Ma chuckled. Chuckled, mind you. At home she was tired and irritable, put out over an upset water jug or the twins' boots in the doorway. But when she talked about this other house, this other family, she was—well, different. Assured. Animated. Even happy.

“Miss Rose—I mean, Mrs. Sewell—used to be quite the scandal maker. I remember one time—”

“Hold the phone, did you know her then?”

“You may say ‘I beg your pardon,' and before I rose to housekeeper, I was her lady's maid, back when she was Rose Pritchard. Miss Rose was what they call ‘new money,' or her father was, at least. A fortune dug out of the West Virginia coal mines
and built into a railroad. Mr. Pritchard used that money to move to New York, buy their place in society: all the best schools, the big house, the right parties. Every privilege in the world, and Rose didn't give two figs for any of it. She was always looking for trouble—and finding it, I might add.” And Ma chuckled that chuckle again.
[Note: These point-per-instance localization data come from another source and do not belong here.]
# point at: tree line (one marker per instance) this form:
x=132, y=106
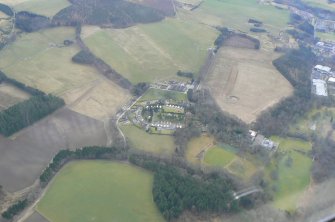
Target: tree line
x=30, y=90
x=296, y=66
x=28, y=112
x=15, y=209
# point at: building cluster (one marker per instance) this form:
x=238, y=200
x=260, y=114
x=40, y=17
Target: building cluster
x=326, y=49
x=323, y=81
x=260, y=140
x=174, y=86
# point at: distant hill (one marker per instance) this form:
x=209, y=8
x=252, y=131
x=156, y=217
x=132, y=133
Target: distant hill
x=113, y=13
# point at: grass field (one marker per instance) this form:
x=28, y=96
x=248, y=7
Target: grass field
x=38, y=60
x=316, y=121
x=320, y=4
x=326, y=36
x=197, y=146
x=236, y=13
x=100, y=191
x=219, y=156
x=152, y=52
x=10, y=95
x=240, y=76
x=42, y=7
x=157, y=144
x=293, y=179
x=156, y=94
x=35, y=146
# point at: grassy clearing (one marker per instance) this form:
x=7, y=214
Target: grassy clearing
x=152, y=52
x=42, y=7
x=236, y=13
x=100, y=191
x=320, y=4
x=326, y=36
x=292, y=180
x=156, y=94
x=219, y=156
x=293, y=174
x=38, y=60
x=288, y=144
x=10, y=95
x=316, y=121
x=196, y=146
x=139, y=139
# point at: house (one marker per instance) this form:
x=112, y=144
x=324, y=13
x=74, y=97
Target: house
x=319, y=87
“This Rose sounds like a spoiled brat,” I mumbled.

I thought Ma would jump to her charge's defense, but instead she seemed to weigh my comment. “She was, somewhat. They were the sort of shenanigans you'd see from the girls on the lane, sneaking out to nightclubs and such. But it was more than that. It was like she was trying to prove something to her father. There he'd gone to all that time and money to give her the place in society he'd never had. But all she wanted was to prove she could make herself from nothing, like him.

“Like the time she told us she was doing charity work at one of the settlements downtown, when really she was working in a sweatshop, learning to sew neckties. ‘Learning the business from the ground up,' she said, before her father put a stop to it. Then she ran off to Paris, living with unsavory types, buying their pictures; she swore they were
worth something. And oh!” Ma laughed again. “The capers! Like the time she dressed like a gypsy woman and stood outside begging money off her father's dinner guests. By the time dessert had been cleared, she burst in, claiming she'd turned the money three times over at the track. This, at a time when her father's company was failing its investors. Oh, Mr. Pritchard was furious!”